In a court filing, Einstein Healthcare Network warned that a move by the Federal Trade Commission to block its merger with Jefferson Health could lead to a “death spiral” at its Philadelphia flagship safety-net hospital, according to the Philadelphia Business Journal.
In court documents opposing an FTC analysis of the merger, Einstein said that its financial condition has deteriorated since 2017, resulting in operating losses averaging about $30 million per year.
Einstein said it will incur even greater losses, largely because of the challenging payer mix and large underinsured or uninsured population of its flagship Philadelphia medical center.
Without a merger, “Einstein [would have to] dramatically cut its services at Einstein Medical Center Philadelphia, leading to job losses and even further reductions in maintenance and needed investment, precipitating a ‘death spiral’ that would jeopardize access to health care for many of Philadelphia’s underserved residents,” Einstein wrote in the documents, according to the Philadelphia Business Journal.
The FTC announced in February its intent to sue to block the proposed merger, arguing that combining the two systems would reduce competition in Philadelphia and Montgomery counties.
“Jefferson and Einstein have a history of competing against each other to improve quality and service,” the FTC said in February. “The proposed merger would eliminate the robust competition between Jefferson and Einstein for inclusion in health insurance companies’ hospital networks to the detriment of patients.”
Einstein and Jefferson Health countered that a combined system still would face competition from other hospitals and operate in a challenging market dominated by one healthcare insurer, according to the report.
Charlotte, N.C.-based Atrium Health and Winston-Salem, N.C.-based Wake Forest Baptist Health have completed their merger, creating a 42-hospital system with more than 70,000 employees.
With the transaction complete, Wake Forest Baptist Health and Wake Forest School of Medicine will become the “academic core” of Atrium Health.

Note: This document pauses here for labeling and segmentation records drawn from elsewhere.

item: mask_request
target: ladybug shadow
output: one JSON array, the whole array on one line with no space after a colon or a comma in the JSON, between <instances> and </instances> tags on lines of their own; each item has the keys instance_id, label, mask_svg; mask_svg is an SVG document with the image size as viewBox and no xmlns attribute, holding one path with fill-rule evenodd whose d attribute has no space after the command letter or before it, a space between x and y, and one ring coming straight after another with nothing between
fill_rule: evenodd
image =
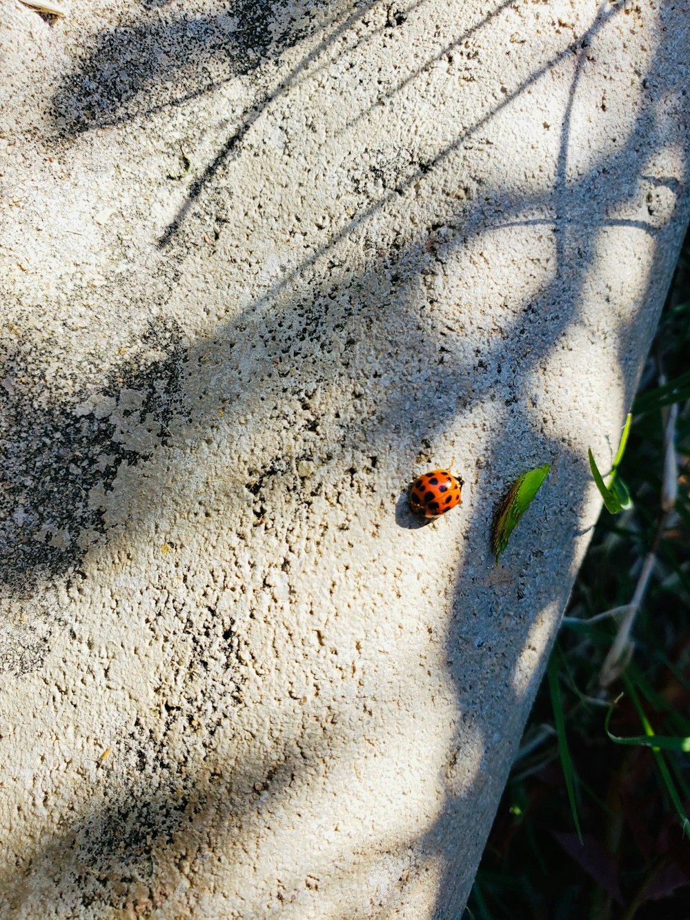
<instances>
[{"instance_id":1,"label":"ladybug shadow","mask_svg":"<svg viewBox=\"0 0 690 920\"><path fill-rule=\"evenodd\" d=\"M396 502L396 523L398 527L404 527L405 530L420 530L438 520L438 518L424 518L415 514L409 507L409 487L403 489Z\"/></svg>"}]
</instances>

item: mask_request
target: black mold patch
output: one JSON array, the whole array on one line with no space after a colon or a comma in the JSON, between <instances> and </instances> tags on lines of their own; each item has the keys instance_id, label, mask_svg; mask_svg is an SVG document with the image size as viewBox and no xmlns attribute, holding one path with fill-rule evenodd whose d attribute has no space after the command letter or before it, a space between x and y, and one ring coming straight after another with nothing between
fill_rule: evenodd
<instances>
[{"instance_id":1,"label":"black mold patch","mask_svg":"<svg viewBox=\"0 0 690 920\"><path fill-rule=\"evenodd\" d=\"M105 532L101 511L89 504L90 489L100 484L107 493L122 464L148 459L169 443L173 416L186 418L187 357L175 324L149 326L97 392L93 387L69 400L46 392L46 360L40 345L23 340L4 372L14 392L0 423L0 562L3 581L15 589L76 566L88 543ZM109 406L121 407L117 420ZM127 447L127 439L119 438L122 421L141 431L147 449Z\"/></svg>"},{"instance_id":2,"label":"black mold patch","mask_svg":"<svg viewBox=\"0 0 690 920\"><path fill-rule=\"evenodd\" d=\"M288 17L281 4L266 0L238 0L215 16L125 22L103 32L58 88L58 136L179 105L252 73L308 30L304 14Z\"/></svg>"}]
</instances>

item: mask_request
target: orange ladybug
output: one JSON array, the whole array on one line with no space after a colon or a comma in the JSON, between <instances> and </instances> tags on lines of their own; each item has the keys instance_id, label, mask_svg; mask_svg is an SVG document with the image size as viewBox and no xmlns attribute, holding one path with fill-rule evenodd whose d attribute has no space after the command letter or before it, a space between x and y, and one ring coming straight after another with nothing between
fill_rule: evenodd
<instances>
[{"instance_id":1,"label":"orange ladybug","mask_svg":"<svg viewBox=\"0 0 690 920\"><path fill-rule=\"evenodd\" d=\"M415 479L409 489L409 507L426 518L441 517L459 505L465 485L447 469L432 469Z\"/></svg>"}]
</instances>

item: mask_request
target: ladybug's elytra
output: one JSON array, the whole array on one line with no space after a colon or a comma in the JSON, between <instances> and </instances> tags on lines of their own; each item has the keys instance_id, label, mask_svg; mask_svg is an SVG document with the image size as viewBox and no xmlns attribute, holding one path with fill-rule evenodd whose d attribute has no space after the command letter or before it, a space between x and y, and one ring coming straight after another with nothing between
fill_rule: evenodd
<instances>
[{"instance_id":1,"label":"ladybug's elytra","mask_svg":"<svg viewBox=\"0 0 690 920\"><path fill-rule=\"evenodd\" d=\"M409 489L409 507L426 518L441 517L459 505L464 486L447 469L432 469L415 479Z\"/></svg>"}]
</instances>

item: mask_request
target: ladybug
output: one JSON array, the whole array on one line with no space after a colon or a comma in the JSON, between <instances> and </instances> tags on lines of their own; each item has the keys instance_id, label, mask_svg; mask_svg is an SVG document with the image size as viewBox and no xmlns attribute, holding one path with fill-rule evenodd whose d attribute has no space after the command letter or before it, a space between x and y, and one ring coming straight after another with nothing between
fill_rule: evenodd
<instances>
[{"instance_id":1,"label":"ladybug","mask_svg":"<svg viewBox=\"0 0 690 920\"><path fill-rule=\"evenodd\" d=\"M459 505L465 483L447 469L432 469L415 479L409 489L409 507L426 518L441 517Z\"/></svg>"}]
</instances>

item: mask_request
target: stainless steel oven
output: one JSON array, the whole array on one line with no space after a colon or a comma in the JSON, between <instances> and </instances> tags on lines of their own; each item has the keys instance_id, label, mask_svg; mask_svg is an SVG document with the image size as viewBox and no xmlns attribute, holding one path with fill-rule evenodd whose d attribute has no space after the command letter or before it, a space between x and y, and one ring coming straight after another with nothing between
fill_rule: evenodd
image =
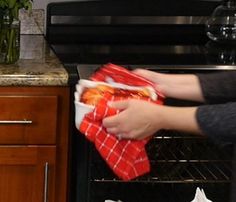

The health system said it plans to build a second campus of the school of medicine in Charlotte.
“As the healthcare field goes through the most transformative period in our lifetime, in addition to a new medical school, our vision is to build a ‘Silicon Valley’ for healthcare innovation spanning from Winston-Salem to Charlotte,” Atrium President and CEO Eugene A. Woods said in a news release. “We are creating a nationally-leading environment for clinicians, scientists, investors and visionaries to collaborate on breakthrough technologies and cures. Everything we do will be focused on life changing care, for all, in urban and rural communities alike. And we will create jobs that provide inclusive opportunities to enhance the economic vitality of our entire region.”
Atrium cited an independent economic analysis that showed the direct and indirect annual employment impact of the combined system exceeds 180,000 jobs.
“The impact of the strategic combination will be far-reaching, elevating North Carolina as a clear destination of choice to receive medical care for people all across the nation,” said Julie Ann Freischlag, MD, CEO of Wake Forest Baptist Health and dean of Wake Forest School of Medicine. “Through our combined, nationally recognized clinical centers of excellence in multiple specialties, we will be able to expand our research in signature areas, such as cancer, cardiovascular, regenerative medicine and aging, and target bringing research breakthroughs to the community in less than half the time of the national average.”
Mr. Woods will serve as president and CEO of the combined system, and Dr. Freischlag was appointed chief academic officer for Atrium Health in addition to her current positions.
A 16-member board of directors appointed by the Charlotte Mecklenburg Hospital Authority and Wake Forest University Baptist Medical Center will govern the new nonprofit enterprise.